Un figlio di Agostino che ha studiato e si è addottorato in diritto canonico, nel 1987, presso la Pontificia Università San Tommaso d’Aquino (“Angelicum”) di Roma. Ciò è singolare data la distanza che separa, nell’era moderna, agostinismo e tomismo. Anche in questo la storia personale di papa Leone dimostra di incarnare la complexio oppositorum cattolica. Da un lato abbiamo il primato agostiniano della grazia e, dall’altro, il senso storico-giuridico richiesto alla Chiesa dalla sua immersione nella storia. Grazia e natura sono i due fuochi di un’ellisse, di una tensione feconda che deve rimanere sempre aperta per rimanere viva.
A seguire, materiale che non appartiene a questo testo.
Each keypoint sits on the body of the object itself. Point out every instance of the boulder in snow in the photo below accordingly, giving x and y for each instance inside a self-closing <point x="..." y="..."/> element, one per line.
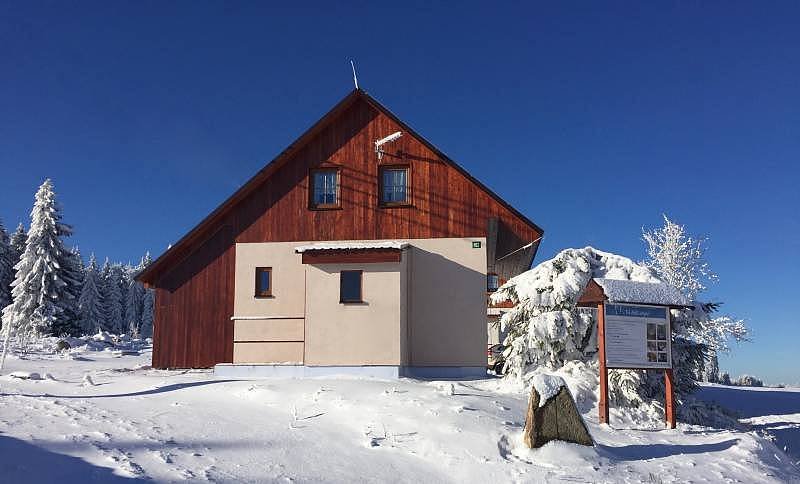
<point x="552" y="414"/>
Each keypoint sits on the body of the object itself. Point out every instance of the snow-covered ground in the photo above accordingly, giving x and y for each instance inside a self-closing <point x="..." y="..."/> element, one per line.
<point x="126" y="422"/>
<point x="772" y="412"/>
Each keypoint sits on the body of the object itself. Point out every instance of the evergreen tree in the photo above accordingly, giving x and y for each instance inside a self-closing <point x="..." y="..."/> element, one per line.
<point x="113" y="302"/>
<point x="148" y="303"/>
<point x="18" y="240"/>
<point x="7" y="262"/>
<point x="90" y="302"/>
<point x="133" y="304"/>
<point x="41" y="288"/>
<point x="74" y="270"/>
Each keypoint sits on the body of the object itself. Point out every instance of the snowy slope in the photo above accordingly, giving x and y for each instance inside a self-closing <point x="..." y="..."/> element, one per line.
<point x="773" y="412"/>
<point x="130" y="423"/>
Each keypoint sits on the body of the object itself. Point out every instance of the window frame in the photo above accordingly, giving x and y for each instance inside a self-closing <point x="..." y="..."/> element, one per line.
<point x="311" y="185"/>
<point x="263" y="294"/>
<point x="394" y="166"/>
<point x="488" y="275"/>
<point x="360" y="299"/>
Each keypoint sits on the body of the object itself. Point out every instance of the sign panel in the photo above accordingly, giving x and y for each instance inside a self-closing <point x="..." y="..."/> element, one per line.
<point x="637" y="336"/>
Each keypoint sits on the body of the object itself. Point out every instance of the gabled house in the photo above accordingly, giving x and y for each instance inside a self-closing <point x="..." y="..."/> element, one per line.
<point x="340" y="256"/>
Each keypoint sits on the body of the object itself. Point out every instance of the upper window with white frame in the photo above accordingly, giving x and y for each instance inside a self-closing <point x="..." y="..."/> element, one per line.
<point x="394" y="188"/>
<point x="324" y="189"/>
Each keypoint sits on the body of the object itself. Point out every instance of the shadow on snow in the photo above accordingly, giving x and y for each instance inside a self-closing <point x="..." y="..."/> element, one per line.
<point x="657" y="451"/>
<point x="25" y="462"/>
<point x="152" y="391"/>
È bello che in un tempo in cui il cristianesimo rischia di essere ora pelagiano ora gnostico, come osservava papa Francesco in Gaudete et exsultate, il realismo scolastico sia guidato dal primerea agostiniano della grazia. Papa Leone appare più riservato rispetto al suo predecessore, meno incline al contatto immediato con le folle, prerogativa che aveva caratterizzato anche Giovanni Paolo II. In ciò assomiglia più a Paolo VI e a Benedetto XVI.
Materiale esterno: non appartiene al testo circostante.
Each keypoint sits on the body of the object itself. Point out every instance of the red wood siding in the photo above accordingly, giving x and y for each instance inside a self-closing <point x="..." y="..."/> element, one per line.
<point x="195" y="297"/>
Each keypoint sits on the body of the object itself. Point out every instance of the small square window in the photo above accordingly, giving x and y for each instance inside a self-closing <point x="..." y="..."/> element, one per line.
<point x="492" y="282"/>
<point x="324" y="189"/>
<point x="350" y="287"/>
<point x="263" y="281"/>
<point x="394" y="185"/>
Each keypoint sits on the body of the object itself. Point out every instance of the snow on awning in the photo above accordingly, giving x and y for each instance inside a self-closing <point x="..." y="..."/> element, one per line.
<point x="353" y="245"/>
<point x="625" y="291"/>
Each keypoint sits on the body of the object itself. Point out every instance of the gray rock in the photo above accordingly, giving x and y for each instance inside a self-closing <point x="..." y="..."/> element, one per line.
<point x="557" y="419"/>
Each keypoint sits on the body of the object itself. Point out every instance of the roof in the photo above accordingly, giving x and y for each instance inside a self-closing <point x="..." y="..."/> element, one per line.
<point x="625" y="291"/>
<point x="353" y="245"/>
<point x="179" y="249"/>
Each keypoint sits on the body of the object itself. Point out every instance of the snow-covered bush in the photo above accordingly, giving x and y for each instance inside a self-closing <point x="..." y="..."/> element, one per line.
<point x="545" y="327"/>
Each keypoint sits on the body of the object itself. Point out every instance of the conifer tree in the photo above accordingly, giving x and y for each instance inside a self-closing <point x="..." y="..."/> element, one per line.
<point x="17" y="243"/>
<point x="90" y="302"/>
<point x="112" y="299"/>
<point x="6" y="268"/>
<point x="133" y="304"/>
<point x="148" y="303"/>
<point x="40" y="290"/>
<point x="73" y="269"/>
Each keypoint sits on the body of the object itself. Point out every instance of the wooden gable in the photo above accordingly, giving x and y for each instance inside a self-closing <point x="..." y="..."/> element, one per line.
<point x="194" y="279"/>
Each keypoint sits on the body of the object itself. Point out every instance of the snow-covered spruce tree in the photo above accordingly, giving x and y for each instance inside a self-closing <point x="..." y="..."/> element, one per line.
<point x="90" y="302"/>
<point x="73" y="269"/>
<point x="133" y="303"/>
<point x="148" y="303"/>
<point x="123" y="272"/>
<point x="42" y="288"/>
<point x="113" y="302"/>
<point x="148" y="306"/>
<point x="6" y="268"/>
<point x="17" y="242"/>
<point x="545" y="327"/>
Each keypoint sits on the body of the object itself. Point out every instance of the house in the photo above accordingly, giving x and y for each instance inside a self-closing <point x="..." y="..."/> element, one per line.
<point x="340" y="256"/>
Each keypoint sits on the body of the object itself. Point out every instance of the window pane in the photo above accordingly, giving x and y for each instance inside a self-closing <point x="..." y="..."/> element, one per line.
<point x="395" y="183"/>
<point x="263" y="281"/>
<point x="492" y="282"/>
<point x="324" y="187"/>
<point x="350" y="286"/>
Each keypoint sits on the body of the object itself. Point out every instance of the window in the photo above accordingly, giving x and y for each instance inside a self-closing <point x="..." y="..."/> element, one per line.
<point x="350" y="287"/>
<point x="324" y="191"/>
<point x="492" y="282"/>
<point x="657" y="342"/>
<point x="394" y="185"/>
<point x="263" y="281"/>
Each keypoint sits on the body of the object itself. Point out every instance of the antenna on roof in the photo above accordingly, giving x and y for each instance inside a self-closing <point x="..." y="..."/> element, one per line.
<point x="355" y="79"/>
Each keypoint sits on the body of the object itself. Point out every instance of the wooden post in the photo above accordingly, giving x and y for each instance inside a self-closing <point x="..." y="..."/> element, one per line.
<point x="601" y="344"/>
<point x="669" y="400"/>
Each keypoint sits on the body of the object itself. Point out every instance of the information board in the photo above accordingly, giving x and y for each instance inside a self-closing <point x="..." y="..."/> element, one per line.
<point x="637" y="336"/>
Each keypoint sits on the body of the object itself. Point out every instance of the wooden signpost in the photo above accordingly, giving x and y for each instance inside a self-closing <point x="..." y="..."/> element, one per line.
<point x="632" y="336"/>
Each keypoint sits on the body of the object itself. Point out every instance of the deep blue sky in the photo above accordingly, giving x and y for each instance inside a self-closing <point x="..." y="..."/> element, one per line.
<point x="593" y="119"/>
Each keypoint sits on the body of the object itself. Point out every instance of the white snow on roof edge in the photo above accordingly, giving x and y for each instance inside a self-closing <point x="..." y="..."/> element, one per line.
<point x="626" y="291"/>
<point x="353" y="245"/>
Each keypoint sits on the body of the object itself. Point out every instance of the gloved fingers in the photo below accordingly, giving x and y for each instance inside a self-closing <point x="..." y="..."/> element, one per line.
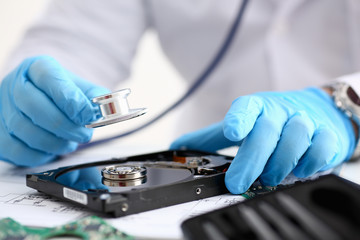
<point x="91" y="91"/>
<point x="241" y="117"/>
<point x="88" y="88"/>
<point x="208" y="139"/>
<point x="33" y="136"/>
<point x="49" y="76"/>
<point x="322" y="152"/>
<point x="42" y="112"/>
<point x="255" y="151"/>
<point x="20" y="154"/>
<point x="295" y="140"/>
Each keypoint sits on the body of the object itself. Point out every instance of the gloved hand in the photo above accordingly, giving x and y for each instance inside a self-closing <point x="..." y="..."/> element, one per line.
<point x="278" y="133"/>
<point x="43" y="110"/>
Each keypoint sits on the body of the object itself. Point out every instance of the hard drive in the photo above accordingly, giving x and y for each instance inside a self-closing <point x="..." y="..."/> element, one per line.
<point x="123" y="186"/>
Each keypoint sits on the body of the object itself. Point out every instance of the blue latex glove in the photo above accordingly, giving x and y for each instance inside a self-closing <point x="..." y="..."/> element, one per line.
<point x="278" y="133"/>
<point x="43" y="110"/>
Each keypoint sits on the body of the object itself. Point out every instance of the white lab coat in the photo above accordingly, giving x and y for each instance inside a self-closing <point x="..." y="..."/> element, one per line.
<point x="282" y="45"/>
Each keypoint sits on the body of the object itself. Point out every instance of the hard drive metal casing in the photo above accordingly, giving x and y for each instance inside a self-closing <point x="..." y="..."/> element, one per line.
<point x="201" y="176"/>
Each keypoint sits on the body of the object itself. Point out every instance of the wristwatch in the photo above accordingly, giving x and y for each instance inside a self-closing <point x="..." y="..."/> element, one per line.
<point x="345" y="92"/>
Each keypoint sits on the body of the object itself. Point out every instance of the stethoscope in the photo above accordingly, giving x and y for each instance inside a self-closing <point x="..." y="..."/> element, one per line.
<point x="114" y="107"/>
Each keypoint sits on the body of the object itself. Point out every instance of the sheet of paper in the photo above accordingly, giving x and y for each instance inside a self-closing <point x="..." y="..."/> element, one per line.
<point x="32" y="208"/>
<point x="36" y="209"/>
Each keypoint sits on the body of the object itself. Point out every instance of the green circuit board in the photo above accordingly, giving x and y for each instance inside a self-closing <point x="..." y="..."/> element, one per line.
<point x="89" y="228"/>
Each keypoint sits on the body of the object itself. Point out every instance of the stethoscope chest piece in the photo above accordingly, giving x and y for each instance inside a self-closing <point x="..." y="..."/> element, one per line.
<point x="114" y="107"/>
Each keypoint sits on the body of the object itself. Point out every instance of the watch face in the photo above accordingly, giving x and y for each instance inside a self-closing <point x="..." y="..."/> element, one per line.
<point x="353" y="96"/>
Il cuore del suo pontificato appare però pienamente centrato in ciò che urge oggi: la riproposizione, nuova, persuasiva, della bellezza del Vangelo. Cristo, il Cristo risorto, non il “superuomo” del mondo mediatico, è il sole, mentre la Chiesa è la luna che vive di luce riflessa. Per questo, in corrispondenza alla dialettica ignaziana del grande e del piccolo tante volte richiamata da Francesco, chiunque eserciti l’autorità nella Chiesa deve “sparire perché rimanga Cristo, farsi piccolo perché lui sia conosciuto e glorificato” (omelia, 9 maggio 2025).
Per questo non avremo un Papa protagonista, in senso mediatico. Avremo però un Papa che non si tirerà indietro di fronte alle gravi scelte che impongono oggi alla Chiesa di essere al centro dei conflitti, luogo di conciliazione delle parti in lotta, ospedale da campo per i feriti della storia.